WASHINGTON (PAI) – The Association of Flight Attendants-CWA (AFA-CWA) will appeal its narrow loss in the union recognition vote at the “New Delta” airlines, saying its campaign fell victim to massive management intimidation and Delta’s use of computers to track workers’ votes, among other things.
In results announced Nov. 3, AFA-CWA received 8,778 votes, or 46.8 percent. of flight attendants at the carrier. The new Delta was formed in 2008 when red-state, virtually non-union, Delta devoured blue-state, wall-to-wall union, Northwest Airlines.
Some 20,000 flight attendants, 8,000 from Northwest, the rest from the old Delta, were eligible to vote.
“No union” received 9,544 votes (50.9%), while other unions not even in the race, including the Teamsters, Transport Workers and Machinists, got 249.
“Valid vote for representation,” with no union named, got 189.
The apparent loss was AFA-CWA’s third at “New Delta,” but the first under new election rules announced by the National Mediation Board (NMB), which governs airline labor-management relations. The new rules require unions to win a simple majority of those voting to obtain recognition for the leader among them (AFA-CWA in this case), rather than a “50 percent plus 1” majority of everyone in the bargaining unit.
“In the face of the largest anti-union campaign the nation has ever seen, Delta flight attendants came within 328 votes of having a union,” said retiring AFA-CWA President Pat Friend, referring to the combined 9,216 votes all the unions got. “The amount of intimidation was unprecedented.”

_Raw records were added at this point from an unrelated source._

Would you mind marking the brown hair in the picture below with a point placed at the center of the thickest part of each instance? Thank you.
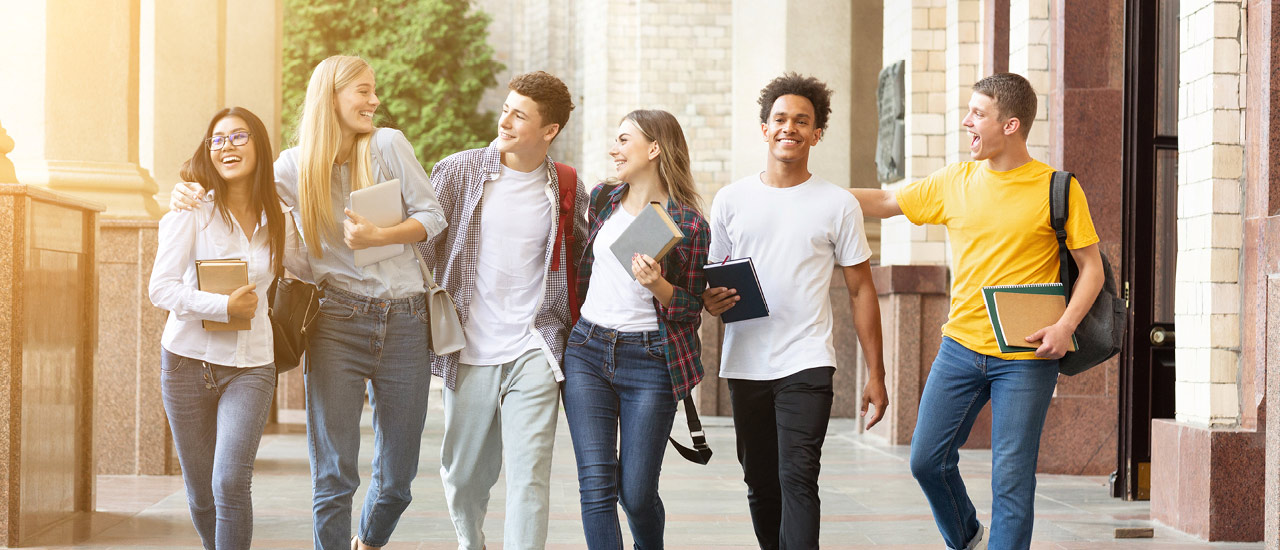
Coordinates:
(673, 169)
(552, 96)
(1015, 99)
(264, 200)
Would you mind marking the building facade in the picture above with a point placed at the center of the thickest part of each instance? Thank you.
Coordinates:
(1164, 109)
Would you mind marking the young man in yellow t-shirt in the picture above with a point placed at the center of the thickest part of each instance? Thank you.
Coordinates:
(996, 210)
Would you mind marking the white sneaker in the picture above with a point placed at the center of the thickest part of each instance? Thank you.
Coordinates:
(979, 541)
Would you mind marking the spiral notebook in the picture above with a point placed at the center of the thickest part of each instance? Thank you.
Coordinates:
(1018, 311)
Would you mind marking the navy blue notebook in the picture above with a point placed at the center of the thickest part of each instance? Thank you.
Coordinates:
(739, 275)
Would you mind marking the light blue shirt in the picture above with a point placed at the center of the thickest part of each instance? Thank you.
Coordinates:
(394, 278)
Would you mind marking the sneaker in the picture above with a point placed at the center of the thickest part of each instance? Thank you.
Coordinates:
(978, 541)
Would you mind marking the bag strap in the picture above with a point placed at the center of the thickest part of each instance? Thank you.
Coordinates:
(700, 453)
(603, 196)
(567, 179)
(1060, 188)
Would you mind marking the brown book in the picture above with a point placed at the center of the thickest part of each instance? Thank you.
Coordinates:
(222, 276)
(652, 233)
(1022, 310)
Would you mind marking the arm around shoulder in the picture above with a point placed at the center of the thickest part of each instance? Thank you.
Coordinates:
(877, 202)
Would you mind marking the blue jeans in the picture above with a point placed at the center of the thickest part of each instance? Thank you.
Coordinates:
(357, 339)
(618, 383)
(216, 415)
(960, 383)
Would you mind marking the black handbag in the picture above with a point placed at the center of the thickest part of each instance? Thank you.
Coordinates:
(1100, 335)
(292, 305)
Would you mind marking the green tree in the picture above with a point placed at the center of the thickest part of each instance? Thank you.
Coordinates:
(432, 60)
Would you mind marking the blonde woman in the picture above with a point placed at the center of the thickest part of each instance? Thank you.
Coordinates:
(371, 329)
(634, 353)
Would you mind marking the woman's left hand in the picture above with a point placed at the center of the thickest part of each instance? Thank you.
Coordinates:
(360, 233)
(647, 270)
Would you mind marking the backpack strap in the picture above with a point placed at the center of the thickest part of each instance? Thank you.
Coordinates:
(567, 179)
(602, 197)
(1060, 188)
(700, 453)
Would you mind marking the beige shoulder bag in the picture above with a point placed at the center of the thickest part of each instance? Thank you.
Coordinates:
(446, 329)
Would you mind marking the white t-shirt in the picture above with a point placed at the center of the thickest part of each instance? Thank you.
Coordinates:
(516, 218)
(615, 299)
(795, 237)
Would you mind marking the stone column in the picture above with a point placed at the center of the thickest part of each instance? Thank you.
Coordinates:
(963, 54)
(995, 37)
(663, 54)
(48, 331)
(924, 22)
(1211, 457)
(73, 110)
(913, 306)
(1260, 278)
(1028, 55)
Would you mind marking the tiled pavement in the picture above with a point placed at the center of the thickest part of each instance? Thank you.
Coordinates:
(869, 502)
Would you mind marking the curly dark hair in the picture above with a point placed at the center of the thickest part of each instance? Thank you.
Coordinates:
(792, 83)
(553, 100)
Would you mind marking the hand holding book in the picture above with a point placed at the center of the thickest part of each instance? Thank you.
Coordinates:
(243, 302)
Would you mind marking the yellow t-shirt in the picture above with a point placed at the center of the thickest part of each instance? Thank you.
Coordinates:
(999, 224)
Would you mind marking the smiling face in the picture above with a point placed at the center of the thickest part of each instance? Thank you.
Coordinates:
(355, 105)
(632, 152)
(790, 129)
(236, 164)
(987, 132)
(521, 129)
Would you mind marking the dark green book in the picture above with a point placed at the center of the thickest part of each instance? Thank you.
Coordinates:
(1016, 311)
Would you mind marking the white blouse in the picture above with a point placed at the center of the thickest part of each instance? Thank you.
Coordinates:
(202, 234)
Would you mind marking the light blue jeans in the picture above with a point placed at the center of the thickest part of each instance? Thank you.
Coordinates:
(360, 342)
(620, 409)
(501, 416)
(216, 415)
(959, 384)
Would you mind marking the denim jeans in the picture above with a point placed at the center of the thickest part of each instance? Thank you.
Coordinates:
(357, 339)
(216, 415)
(620, 409)
(781, 426)
(501, 413)
(959, 384)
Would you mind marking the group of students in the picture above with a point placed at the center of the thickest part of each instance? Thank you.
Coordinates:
(487, 223)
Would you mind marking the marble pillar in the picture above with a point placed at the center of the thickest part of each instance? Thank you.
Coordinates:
(74, 113)
(48, 339)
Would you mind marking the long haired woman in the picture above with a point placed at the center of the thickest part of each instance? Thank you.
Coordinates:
(634, 353)
(371, 328)
(218, 384)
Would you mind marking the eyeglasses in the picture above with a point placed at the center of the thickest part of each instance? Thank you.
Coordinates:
(218, 142)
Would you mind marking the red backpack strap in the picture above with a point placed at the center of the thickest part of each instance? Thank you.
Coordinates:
(567, 177)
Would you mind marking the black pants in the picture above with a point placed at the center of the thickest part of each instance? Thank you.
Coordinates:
(781, 425)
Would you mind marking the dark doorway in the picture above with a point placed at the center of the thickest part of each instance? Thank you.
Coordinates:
(1150, 235)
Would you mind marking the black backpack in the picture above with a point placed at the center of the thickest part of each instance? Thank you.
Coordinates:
(1101, 333)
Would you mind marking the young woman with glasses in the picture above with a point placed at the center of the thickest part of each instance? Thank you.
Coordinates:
(634, 353)
(218, 385)
(371, 328)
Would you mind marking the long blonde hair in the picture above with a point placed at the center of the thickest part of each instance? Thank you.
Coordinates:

Union counsel Ed Gilmartin said AFA-CWA would file objections to the election with the NMB within two weeks, detailing not just intimidation by supervisors, personal letters, e-mails and other communications, but also Delta’s use of the computer system.
Relying on past testimony from Delta’s own computer expert, Gilmartin explained that Delta urged flight attendants to use its internal computer network, DeltaNet, which they must use to sign in for work, to vote. The flight attendant would sign in on DeltaNet, which was festooned with pop-ups subtly conveying the company’s line-and then use it to transfer to the NMB’s site for the electronic vote.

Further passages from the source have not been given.